You’re experimenting with static electricity. The static electricity you see is caused by the movement of electrons. Electrons carry a negative electrical charge, which causes them to be attracted to protons and repelled from other electrons. When you rub an object on your hair, it does one of two things: it either puts electrons onto the balloon, or strips electrons off of the Styrofoam plate. This gives the balloon or plate a net charge, meaning the object has either more electrons or fewer electrons than protons.

Metals are special materials in that their electrons are free to move almost wherever they like, instead of being stuck on the material’s molecules. When a metal object is placed near something with a net charge, all of the electrons in the metal will move to be either as far away from a negative charge as possible or as close to a positive charge as possible. Metals are called conductors. Your plate and your balloon are both insulators—they don’t let their electrons move where they want.

When your spatula moves close to the charged object, the electrons either want to get close to or far away from the object. When you bring your hand up to touch the spatula, the electrons flow to you or flow onto the spatula, depending on whether the spatula is touching the Styrofoam plate (towards) or the rubber balloon (away). Your skin is actually quite conductive! After the electrons move, the tin foil has a good number of electrons for its location (close to the charged object). When you move the tin foil spatula away from the charged object, it suddenly has a lot more or way fewer electrons than it needs, and so more will jump from your body to balance it out. You can keep going back and forth like that for a long time, since the electrons (or lack of electrons) on the charged object doesn’t change.
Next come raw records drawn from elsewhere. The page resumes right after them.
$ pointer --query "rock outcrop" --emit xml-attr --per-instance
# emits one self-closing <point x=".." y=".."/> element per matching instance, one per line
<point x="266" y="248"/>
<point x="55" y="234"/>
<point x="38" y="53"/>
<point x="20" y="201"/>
Your hand doesn’t spark because your body provides a path to ground. What that means is that when you bring your hand close to the balloon, all the extra electrons needed come from or go into the ground you’re standing on! Because of the rubber glove you’re wearing, the tin foil spatula has no path to ground, so it cannot equalize its charge. When you touch it, you are providing it with a path to ground for the electrons to move and balance things out. The earth has plenty of electrons to spare, and they move all over the place.

So what makes lightning? Lightning occurs when there’s a big charge difference between the clouds in the sky and the earth. Lightning is just a bigger version of the sparks you saw!